For the students, 60 percent of whom already have master’s degrees, the decision to acquire additional high-level skills boils down whether the expenditure of two scarce resources—time and money—is worth it.

“It all goes back to a return on investment,” Warner said.

For that reason, Warner and his team are constantly evaluating and reevaluating the benefits of the professional certificate programs (there are currently 26, in addition to three credit-bearing graduate certificate programs) that SCS offers. They meet weekly and share feedback from students and instructors, as well as enrollment data, observations from admissions staff, and research on what employers are looking for at the moment.

An Ever-Changing Job Market

Today’s job market is changing rapidly, and it will become even more volatile in the future. Warner points to a 2016 study by the World Economic Forum called “The Future of Jobs,” which cites one estimate that “65 percent of children entering primary school today will ultimately end up working in completely new job types that don’t yet exist.”

That may be years away. In the meantime, the more immediate question for professional education is: How do we keep up with job requirements that are already being constantly transformed? For Warner and his team, that question always leads to two more: What should we be teaching? And, how can we teach it better?

Recently, for example, the team revised the popular Certificate in Social Media Management by changing the seven-course program to six courses and concentrating more heavily on not just understanding and analyzing social media but on producing it as well.

A Need for ‘Strategic Awareness’

In another shift, the onetime Strategy & Performance Management certificate has been relaunched as the Certificate in Strategic Management.
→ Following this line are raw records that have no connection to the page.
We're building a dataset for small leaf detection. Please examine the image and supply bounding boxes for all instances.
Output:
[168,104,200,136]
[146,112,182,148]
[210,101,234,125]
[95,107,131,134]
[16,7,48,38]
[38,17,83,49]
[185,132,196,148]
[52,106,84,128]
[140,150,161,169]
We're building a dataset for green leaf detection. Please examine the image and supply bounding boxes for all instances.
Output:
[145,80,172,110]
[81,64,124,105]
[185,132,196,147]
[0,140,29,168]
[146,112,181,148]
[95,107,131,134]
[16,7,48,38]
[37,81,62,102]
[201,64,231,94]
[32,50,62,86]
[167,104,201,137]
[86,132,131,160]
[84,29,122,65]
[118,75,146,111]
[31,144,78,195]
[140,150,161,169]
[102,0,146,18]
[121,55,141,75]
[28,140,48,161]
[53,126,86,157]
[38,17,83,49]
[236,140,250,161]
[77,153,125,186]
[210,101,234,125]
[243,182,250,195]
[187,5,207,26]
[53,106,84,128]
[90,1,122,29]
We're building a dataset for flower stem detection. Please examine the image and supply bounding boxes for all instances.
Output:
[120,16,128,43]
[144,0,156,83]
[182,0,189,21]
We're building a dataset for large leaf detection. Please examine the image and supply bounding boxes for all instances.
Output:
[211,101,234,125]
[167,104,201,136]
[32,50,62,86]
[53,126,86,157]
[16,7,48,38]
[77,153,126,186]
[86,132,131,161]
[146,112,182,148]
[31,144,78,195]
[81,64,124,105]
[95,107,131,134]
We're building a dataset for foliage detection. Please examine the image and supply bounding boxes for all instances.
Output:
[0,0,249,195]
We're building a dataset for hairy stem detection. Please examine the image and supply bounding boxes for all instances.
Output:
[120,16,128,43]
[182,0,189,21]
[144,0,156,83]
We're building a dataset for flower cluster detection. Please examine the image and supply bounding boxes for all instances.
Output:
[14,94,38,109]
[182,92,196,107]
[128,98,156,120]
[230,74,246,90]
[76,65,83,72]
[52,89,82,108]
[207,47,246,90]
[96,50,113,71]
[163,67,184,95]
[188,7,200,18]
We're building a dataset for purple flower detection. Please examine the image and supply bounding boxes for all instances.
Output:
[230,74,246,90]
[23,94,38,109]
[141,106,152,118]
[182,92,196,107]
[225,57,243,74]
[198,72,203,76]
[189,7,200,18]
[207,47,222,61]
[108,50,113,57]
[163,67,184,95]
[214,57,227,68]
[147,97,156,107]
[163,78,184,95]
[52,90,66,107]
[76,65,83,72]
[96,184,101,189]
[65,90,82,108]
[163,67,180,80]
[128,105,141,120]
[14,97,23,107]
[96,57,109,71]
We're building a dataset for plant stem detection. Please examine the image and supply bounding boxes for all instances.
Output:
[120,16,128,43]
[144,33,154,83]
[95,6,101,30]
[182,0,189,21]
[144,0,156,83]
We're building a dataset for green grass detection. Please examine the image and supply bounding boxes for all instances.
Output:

The new certificate, which requires 35 rather than the former 90 credit hours, responds to the need for a broad section of workers—not simply supervisors—to think strategically.

“While not every job is geared toward strategic thinking, increasingly your role in an organization demands what I call ‘strategic awareness,’” said John Corso, president of Strategent Corporation and program director for the Strategic Management Certificate. “The trend now is toward more collaborative and inclusive approaches to management, where all ideas are accepted and even solicited to ensure that a diverse range of perspectives are considered.”

The program’s format has also changed. While classes were previously held over a series of Fridays and Saturdays, now, in response to student preferences, each course runs over five consecutive days.

‘A Huge Advantage’

The class focuses on three sequential ideas. First is the process of winnowing an organization’s activities and aims down to “a critical few” of strategic significance. Second is understanding how these elements fit together in a cause-and-effect way. Third is deciding how to change those elements to get what you want.

As with so much in strategic thinking, this step can be described in a series of questions: What are we going to need the overall system of productive activity to look like in the future? What are the risks? And, how are the goals we set for ourselves going to help us get the results we need?

The objective, said Corso, “is not simply to come away with a better understanding of what’s involved in changing strategy, but to also give students the tools to get that process started.”

“That’s a huge advantage to be able to walk away with.”